`Most research texts indicate that reliability coefficients of .70 are sufficient for research. According to Kaplan and Saccuzzo (2018), Cronbach’s alphas greater than .80 are very good, and Creswell (2003) proclaimed that anything above .90 is very high. Only two scales in the online SCALE were below .70 and all the composite scales were very good, indicating adequate internal reliability for practical use in the ways for which it was designed.
You may have noticed that we also included in the last column of Table 2 additional Cronbach’s α reliability statistics from a much larger sample (Nelson et al., 2004). While the larger sample yielded higher reliability alphas on four scales, the more recent and much smaller sample yielded higher alphas on nine scales. One reason for the surprising performance with a much smaller sample may be that the automatic computer scoring of the online ESAP reduced testing error introduced by human scoring of the paper and pencil instrument in the larger sample.
Evidence of instrument validity is provided by researchers to describe the construct(s) measured by the instrument. Creswell (2009) described the three primary kinds of instrument validity as (a) content validity (the amount of a particular constitute contained), (b) concurrent validity (the amount and strength the measure correlates with another measure with established content), and (c) construct validity (the extent to which the survey measures hypothetical constructs). Kaplan and Saccuzzo (2018), however, reminded us that as of the most recent edition of Standards for Educational and Psychological Testing (2014) validity is no longer recognized in this way but rather it recognizes evidence for validity. Still, it can be instructive to talk about these long held validity categories when presenting evidence.
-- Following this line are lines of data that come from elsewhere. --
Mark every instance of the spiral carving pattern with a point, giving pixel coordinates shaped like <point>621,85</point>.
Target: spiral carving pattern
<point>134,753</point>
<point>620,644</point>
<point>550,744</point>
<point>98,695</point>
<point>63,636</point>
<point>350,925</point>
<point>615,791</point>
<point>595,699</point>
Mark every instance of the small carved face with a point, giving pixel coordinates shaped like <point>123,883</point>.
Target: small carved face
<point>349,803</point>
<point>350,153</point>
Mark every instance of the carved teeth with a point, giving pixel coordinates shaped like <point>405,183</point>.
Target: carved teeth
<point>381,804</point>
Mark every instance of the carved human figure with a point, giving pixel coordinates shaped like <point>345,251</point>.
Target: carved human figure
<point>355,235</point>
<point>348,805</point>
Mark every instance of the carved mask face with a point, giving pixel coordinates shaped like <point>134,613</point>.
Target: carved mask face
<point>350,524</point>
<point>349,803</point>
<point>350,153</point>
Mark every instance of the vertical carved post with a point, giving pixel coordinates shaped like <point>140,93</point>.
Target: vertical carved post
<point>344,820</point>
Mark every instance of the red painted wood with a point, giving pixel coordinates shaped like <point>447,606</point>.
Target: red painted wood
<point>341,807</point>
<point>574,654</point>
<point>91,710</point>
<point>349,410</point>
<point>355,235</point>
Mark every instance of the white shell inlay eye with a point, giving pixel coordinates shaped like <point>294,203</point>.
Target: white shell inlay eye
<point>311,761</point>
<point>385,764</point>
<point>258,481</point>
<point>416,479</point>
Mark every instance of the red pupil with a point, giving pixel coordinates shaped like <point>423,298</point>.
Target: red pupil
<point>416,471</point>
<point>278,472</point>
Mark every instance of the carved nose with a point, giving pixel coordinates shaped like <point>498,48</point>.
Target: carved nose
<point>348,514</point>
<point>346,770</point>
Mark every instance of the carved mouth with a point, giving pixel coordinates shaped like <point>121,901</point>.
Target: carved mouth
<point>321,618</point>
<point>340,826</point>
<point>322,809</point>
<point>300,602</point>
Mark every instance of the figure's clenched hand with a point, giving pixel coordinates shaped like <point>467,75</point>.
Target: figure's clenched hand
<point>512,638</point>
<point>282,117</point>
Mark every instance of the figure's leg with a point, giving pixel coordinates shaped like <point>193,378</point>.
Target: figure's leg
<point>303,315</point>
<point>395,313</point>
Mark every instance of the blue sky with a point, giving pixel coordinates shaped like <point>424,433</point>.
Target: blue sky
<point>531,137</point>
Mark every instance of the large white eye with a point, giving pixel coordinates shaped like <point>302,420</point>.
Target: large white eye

Instrument validity and reliability are related constructs. As shared by Kaplan and Saccuzzo (2018), attempting to provide evidence of test validity without reliability would be pointless because an unreliable test cannot logically be valid. Accordingly, for a test to be reliable, it should correlate more highly with itself than with any other test (Kaplan & Saccuzzo, 2018). Also, and with an eye toward validity, when constructs correlate very strongly from two different tests, then they are essentially measuring the same thing (Epstein, 2012). Before we can understand what SCALE® measures in terms of its relationship to ESAP®, what the ESAP® measures must first be established.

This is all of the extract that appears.